Jet milling is a common process for preparing inhalable formoterol fumarate dihydrate dry powder. The principle is that the material is impacted by high-speed airflow or hot steam generated by compressed air by utilizing the autogenous grinding effect of the material. However, in the pulverization process, amorphous form is generated due to the applied energy. The generation of amorphous forms has an influence on the stability of the active substance and directly on the aerodynamic behaviour of the product. Therefore, the control of the formoterol fumarate amorphous form has a key effect on the quality of the product. At present, no systematic research aiming at the amorphous generation process in the formoterol fumarate dihydrate technical process is reported, and no amorphous content determination method is reported.
Disclosure of Invention
The invention provides an analysis method for accurately measuring the amorphous content of formoterol fumarate, which is beneficial to better controlling the quality of related dry powder administration products and greatly improves the quality and safety of medicaments.
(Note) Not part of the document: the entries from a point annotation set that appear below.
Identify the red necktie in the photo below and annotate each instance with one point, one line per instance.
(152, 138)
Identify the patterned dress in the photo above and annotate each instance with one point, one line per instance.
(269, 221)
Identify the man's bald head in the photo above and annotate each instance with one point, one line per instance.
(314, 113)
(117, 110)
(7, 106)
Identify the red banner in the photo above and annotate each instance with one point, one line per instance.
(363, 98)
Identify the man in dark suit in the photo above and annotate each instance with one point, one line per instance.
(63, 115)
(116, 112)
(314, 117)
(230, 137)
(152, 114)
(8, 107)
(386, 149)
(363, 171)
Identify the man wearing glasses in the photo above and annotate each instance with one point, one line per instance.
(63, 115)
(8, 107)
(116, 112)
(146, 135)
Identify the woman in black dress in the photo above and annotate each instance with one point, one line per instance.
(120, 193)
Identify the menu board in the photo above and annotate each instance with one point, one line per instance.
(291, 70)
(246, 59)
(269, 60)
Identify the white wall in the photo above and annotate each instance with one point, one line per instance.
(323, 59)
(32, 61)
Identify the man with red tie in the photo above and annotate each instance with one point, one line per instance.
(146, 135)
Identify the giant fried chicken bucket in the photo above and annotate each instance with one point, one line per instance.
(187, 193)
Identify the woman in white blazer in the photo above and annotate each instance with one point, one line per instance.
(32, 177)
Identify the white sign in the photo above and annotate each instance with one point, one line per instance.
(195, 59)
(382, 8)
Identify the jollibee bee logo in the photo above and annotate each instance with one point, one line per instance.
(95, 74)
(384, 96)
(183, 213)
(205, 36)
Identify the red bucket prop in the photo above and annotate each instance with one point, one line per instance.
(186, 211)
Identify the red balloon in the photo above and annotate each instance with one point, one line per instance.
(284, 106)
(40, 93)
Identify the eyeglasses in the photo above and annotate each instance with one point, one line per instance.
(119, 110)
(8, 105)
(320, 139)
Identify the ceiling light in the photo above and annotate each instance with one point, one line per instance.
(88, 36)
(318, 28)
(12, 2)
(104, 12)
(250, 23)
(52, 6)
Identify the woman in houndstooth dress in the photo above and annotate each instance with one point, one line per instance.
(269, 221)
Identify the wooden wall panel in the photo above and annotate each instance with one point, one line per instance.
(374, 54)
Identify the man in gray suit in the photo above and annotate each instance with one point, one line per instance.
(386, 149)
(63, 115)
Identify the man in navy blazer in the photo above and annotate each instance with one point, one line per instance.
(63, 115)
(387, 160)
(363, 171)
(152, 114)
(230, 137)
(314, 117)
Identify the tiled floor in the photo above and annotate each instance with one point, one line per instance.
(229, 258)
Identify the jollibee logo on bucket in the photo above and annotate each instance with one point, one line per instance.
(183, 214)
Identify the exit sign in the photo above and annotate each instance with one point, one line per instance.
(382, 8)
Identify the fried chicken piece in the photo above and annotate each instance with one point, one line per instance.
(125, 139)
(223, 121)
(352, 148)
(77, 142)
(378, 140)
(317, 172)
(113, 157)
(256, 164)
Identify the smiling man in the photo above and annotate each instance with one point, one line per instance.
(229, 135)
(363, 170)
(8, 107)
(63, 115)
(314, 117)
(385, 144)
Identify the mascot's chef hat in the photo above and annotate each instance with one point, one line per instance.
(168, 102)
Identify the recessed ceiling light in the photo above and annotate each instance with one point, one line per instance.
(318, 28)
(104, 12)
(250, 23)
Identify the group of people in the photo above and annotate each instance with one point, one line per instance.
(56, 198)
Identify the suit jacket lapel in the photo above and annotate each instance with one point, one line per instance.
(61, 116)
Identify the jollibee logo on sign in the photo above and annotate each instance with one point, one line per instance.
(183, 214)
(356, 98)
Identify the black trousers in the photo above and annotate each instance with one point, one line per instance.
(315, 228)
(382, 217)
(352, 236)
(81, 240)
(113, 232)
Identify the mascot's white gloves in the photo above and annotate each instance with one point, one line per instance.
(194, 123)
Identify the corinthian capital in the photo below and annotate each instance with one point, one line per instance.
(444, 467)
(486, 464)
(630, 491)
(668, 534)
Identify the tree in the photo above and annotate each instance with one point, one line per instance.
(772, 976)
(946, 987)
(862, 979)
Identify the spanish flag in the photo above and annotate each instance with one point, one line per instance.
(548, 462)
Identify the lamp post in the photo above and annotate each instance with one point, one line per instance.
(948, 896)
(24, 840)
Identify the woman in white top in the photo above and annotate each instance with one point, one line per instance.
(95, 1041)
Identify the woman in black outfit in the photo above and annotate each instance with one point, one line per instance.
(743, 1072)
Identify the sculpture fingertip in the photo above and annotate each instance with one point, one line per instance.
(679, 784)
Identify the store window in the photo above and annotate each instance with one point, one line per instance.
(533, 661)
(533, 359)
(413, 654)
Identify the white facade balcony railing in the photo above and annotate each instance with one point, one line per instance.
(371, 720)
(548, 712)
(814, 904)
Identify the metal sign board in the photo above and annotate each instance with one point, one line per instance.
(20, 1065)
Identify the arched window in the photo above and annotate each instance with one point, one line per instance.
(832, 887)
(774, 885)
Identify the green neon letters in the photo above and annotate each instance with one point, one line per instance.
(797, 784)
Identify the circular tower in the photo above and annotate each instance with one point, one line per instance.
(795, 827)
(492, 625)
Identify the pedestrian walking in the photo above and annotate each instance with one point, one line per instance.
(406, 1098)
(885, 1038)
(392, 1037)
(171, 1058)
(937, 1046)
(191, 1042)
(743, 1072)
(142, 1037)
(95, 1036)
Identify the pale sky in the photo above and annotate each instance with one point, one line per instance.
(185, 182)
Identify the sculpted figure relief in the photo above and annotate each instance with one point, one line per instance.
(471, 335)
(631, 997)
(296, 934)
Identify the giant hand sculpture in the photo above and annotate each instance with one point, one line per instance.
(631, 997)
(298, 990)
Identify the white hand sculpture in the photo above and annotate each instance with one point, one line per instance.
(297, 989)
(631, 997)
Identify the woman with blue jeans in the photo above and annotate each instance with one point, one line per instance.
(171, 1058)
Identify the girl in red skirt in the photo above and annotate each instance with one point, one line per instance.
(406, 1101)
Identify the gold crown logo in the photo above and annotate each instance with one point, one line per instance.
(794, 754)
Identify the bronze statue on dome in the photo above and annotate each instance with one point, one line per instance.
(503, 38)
Specifically, the inventors first performed a series of preliminary work, which mainly included the following systematic adaptability experiments: (1) research on the generation mechanism of formoterol fumarate amorphous in a crushing process; (2) preparing an amorphous formoterol fumarate reference substance; (2) characterizing a formoterol fumarate amorphous reference substance; (3) controlling the particle size range of the formoterol fumarate amorphous form and the crystal form reference substance thereof; (4) and optimizing the method setting of dynamic steam adsorption until the analysis method can determine the amorphous crystal transformation result of the formoterol fumarate, can determine the weight reduction of the formoterol fumarate after crystal transformation, and fixes the set parameters.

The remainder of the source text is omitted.